Verstappen has repeatedly voiced his concerns over F1's growing calendar, which will peak at 24 races next year and involve nearly 200,000 miles of air travel despite modest efforts to reduce its footprint.

A double-header in Bahrain and Saudi Arabia will kick off F1's record season, followed by four individual flywaway events in Australia, Japan, China and Miami as well as two triple-headers later in the year.

On top of that F1 has added up to six sprint races per season, which adds extra strain on the team personnel.

In an interview with Dutch newspaper De Telegraaf, Verstappen says F1's unrelenting thirst for growth is sometimes making him consider "whether it is all worth it" to stay involved.

"I'm worried about the sport I have always enjoyed," said Verstappen, whose 2028 Red Bull F1 deal could potentially be his last. "I still do, but only to a certain extent.

"It's not that I'm totally against change, like some people claim. But those changes have to be benefit Formula 1.

"Why do you have to change things when they're going well?
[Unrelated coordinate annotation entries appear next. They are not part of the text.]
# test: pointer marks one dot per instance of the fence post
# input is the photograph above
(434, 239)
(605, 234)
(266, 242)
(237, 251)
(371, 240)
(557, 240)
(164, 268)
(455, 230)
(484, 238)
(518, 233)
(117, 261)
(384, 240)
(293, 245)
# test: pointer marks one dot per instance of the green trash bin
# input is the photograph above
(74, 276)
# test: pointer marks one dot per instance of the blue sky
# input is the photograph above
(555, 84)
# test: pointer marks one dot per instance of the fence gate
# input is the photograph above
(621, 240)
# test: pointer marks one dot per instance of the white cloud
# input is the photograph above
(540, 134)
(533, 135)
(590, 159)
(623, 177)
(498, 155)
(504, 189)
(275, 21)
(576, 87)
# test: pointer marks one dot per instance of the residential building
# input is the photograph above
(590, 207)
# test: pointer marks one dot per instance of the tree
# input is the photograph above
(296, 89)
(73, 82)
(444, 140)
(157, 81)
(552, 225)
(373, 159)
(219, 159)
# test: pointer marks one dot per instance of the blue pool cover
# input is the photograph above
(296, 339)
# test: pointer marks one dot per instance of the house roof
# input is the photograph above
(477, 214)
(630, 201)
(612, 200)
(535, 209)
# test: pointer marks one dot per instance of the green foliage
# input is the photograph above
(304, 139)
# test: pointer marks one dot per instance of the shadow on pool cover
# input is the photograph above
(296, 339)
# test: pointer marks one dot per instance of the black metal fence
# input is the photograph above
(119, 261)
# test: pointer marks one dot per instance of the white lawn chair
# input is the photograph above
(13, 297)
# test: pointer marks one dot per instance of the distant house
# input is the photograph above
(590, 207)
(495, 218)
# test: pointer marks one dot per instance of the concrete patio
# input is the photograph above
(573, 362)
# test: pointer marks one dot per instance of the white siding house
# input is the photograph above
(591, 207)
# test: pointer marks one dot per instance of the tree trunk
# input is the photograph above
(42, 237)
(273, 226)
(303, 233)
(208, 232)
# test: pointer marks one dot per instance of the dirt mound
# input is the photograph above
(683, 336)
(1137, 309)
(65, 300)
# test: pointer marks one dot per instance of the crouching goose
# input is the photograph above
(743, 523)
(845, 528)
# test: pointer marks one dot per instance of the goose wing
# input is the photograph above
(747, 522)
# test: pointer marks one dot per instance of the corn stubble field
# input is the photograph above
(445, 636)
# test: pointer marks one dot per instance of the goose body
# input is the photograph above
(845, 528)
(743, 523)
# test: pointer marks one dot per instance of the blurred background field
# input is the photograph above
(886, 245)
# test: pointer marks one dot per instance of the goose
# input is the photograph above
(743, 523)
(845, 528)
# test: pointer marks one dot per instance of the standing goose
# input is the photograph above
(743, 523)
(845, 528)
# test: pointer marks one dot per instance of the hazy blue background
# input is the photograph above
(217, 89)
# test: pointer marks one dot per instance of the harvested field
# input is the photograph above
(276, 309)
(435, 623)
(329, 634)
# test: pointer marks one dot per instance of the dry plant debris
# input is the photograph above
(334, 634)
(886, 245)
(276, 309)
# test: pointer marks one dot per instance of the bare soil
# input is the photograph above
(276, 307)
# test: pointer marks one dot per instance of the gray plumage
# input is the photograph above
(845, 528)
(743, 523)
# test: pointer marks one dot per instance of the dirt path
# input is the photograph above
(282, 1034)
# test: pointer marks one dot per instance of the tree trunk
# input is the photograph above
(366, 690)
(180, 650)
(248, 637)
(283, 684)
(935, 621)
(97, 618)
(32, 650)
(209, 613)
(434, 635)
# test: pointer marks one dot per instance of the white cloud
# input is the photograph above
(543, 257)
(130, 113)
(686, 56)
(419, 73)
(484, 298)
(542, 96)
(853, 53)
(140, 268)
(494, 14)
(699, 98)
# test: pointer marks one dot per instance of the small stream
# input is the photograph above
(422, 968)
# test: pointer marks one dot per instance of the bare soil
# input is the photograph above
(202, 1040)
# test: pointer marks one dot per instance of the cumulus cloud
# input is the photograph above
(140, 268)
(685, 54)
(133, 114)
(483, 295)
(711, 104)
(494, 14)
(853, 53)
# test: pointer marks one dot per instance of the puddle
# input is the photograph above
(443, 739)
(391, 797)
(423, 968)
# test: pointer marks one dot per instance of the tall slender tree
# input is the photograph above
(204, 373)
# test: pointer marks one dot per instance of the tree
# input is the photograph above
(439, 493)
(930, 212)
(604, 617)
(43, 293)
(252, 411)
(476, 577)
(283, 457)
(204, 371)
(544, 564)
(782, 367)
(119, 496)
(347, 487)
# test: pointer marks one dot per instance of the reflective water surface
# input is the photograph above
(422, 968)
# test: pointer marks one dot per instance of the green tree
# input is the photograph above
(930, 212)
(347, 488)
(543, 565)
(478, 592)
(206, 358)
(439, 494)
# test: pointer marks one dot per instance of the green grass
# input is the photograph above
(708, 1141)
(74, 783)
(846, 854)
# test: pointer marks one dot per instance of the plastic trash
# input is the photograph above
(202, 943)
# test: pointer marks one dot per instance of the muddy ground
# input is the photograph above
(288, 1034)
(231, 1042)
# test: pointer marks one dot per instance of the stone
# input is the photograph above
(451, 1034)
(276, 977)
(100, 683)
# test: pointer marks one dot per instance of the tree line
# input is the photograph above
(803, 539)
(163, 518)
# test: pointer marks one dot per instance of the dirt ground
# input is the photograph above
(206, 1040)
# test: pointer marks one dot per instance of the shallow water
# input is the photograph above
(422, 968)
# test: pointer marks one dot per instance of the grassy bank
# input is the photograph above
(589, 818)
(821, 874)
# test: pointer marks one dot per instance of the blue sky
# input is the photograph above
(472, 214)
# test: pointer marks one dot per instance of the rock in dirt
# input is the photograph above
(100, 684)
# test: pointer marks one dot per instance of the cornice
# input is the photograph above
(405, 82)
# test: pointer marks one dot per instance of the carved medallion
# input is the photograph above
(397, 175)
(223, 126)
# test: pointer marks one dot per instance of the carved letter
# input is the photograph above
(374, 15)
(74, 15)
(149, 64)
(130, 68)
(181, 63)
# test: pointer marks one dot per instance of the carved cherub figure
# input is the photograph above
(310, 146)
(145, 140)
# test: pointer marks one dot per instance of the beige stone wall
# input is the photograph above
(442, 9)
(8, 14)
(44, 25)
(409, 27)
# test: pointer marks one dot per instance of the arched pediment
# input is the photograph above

I think a traditional qualifying session is a great format, it doesn't all have to revolve around money.

"People might think: 'Well, he makes a lot of money, what is that guy complaining about?' But it's about your wellbeing, how you experience things and not how much you make. 

"I feel like I have to do too much and skip other things [I enjoy doing], so I sometimes think: 'Is still worth it?'"

Max Verstappen, Red Bull Racing RB19

Verstappen says his criticism of the human cost F1 is taking doesn't just revolve around the number of races, but also all the extra off-track activities that come with the job, saying he loses a "month per year" to Red Bull's extensive marketing activities.

"[Travel] isn't the biggest problem. It's more about all the extra stuff I have to do," he explained.

"Thursdays on a race weekend can be very long depending on where we are and outside the grands prix there's a lot of simulator work. 

"For example, I lose over a month per year to marketing. At a certain moment you just don't feel like doing all that anymore."

When asked if he could walk away from F1 before his current 2028 deal ends if Red Bull misses out with 2026's new regulation cycle, the Dutchman replied: "Things would have to be really bad for that to happen.

"I don't expect the team to fall back that much with all the great people we have. But in this sport it's always possible you're not that competitive.

"It depends on what the prospects are, but yeah, I don't see myself touring in the midfield for three years. Then I'd rather stay at home or go do something else. But again, I don't expect that to happen."